La palabra de los abuelos: «Tukay, la tejedora cósmica»

Autor: Roberto Carlos Garnica Castro

La escritura es mágica y en este preciso instante puedes “oírme” gracias a su poder, pero nunca hay que dejar de abrevar de la ancestral sabiduría oral.
En Papantla, cuna de la hermana vainilla, viven muchos abuelos que desean compartir sus historias. Aquí, en La palabra de los abuelos, recupero algunas de esas narraciones y las reelaboro de manera literaria. En esta ocasión, te presento un mito cosmogónico que me compartió el maestro Romualdo García de Luna.

Tukay, la tejedora cósmica

Era una noche clara, pues Papa’, la luna, brillaba imponente. Sus rayos se reflejaban plateados en los delgados hilos de una tela de araña. La pequeña Sen (Lluvia) miraba con terror cómo Tukay envolvía a su presa.

Kiwichat, la dueña del monte, se acercó con su característico andar felino.

—¿Qué te tiene tan arrobada, nietecita mía?

Sen pegó un brinco pues se asustó con la aparición inesperada de la Abuela.

—Miro a la terrible Tukay, abuelita.

—¿Terrible?, mira bien, Tukay es muy hermosa.

—Pero devora sin piedad a otros seres.

—Sen, todos los seres tienen su propósito. ¿Quieres saber cómo Tukay se convirtió en la tejedora cósmica?

A la niña le brillaron los ojos pues supo que sus tres corazones serían alimentados con bellas palabras.

—¡Sí, abuelita!

—Ven, sentémonos sobre este viejo tronco.

Y fue así como, a la luz de la luna y debajo de los plateados hilos de la tejedora, Kiwichat narró esta historia:

«Antes del nacimiento de Chichiní, el sol dador de vida, sólo había oscuridad.

En medio de esa gran penumbra, a la que todos los seres de la tierra se habían acostumbrado, Jilina, el abuelo, dios del agua, del trueno y del huracán, le dijo a Jokgchilit, el pájaro carpintero:

—Ha llegado el momento. Éste es mi deseo: convoca a todos los animales a una reunión. Diles que el abuelo necesita saber si ya descubrieron su staku, su estrella. Diles que el abuelo necesita ver su gran don, pues pronto nacerá el niño sol y todos los animales le deben presentar un regalo. Primero se presentará el que tiene el don de tejer, luego el que tiene el don de la música, posteriormente el que tiene el don de la danza, y así hasta que pasen todos.

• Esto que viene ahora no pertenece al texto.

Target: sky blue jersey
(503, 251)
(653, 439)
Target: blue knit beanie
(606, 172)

Cuando Jokgchilit transmitió el mensaje, todos los animales respondieron al unísono:

—¡Estamos preparados!

—Bien —dijo el pájaro carpintero— estén atentos al llamado de Sipíjchichi, el coyote: cuando oigan su aullido presentarán sus dones en el gran templo, el animal cuya estrella es tejer será el primero.

El tiempo pasó y, en medio de la gran penumbra, se escuchó el anuncio de Sipíjchichi y todos se dirigieron al gran templo.

La primera en llegar fue Sukchalh, la calandria, pues era muy veloz. Presentó un morralito hecho de bejucos y dijo con voz cantarina:

—Éste es mi regalo.

Jilina, el gran abuelo, lo vio y señaló:

—Está muy bonito tu morral, pero no te corresponde ser Stawana’, quien posee el don de tejer.

Enseguida llegó Xkgonipakga, el papán real, quien presentó un morral más grande de varios bejucos.

—Ésta es mi ofrenda, abuelo.

—Es un buen trabajo, pero no serás Stawana’, sigue buscando tu estrella —dictaminó Jilina.

También llegó Kuyu, el armadillo, y presentó su ofrenda.

—Se ve bien, pero no está parejo, sigue intentando, tampoco serás Stawana’ —sentenció el abuelo.

Así pasaron muchos otros animales queriendo ser Stawana’, pero nadie lo conseguía.

Hasta que llegó Tukay, la araña, quien, para sorpresa de todos, no traía nada en las manos.

—¿Dónde está tu pieza? —la cuestionó Jilina.

—Aquí, conmigo —respondió Tukay y, en seguida, comenzó a tejer con tal maestría que todos quedaron maravillados.

—Tú serás la gran Stawana’, la que tiene el don de tejer, has descubierto tu propósito. Cuando Chichiní, el que todo lo ve, se coloque en lo alto y todo empiece a tener movimiento y camino, tú tejerás el cosmos y serás, para toda la eternidad, fuente de inspiración para sus hijos, los hombres.»

—Y fue así, mi niña, como la bella Tukay se convirtió en la tejedora del cosmos y maestra de todos los que de alguna manera tejen.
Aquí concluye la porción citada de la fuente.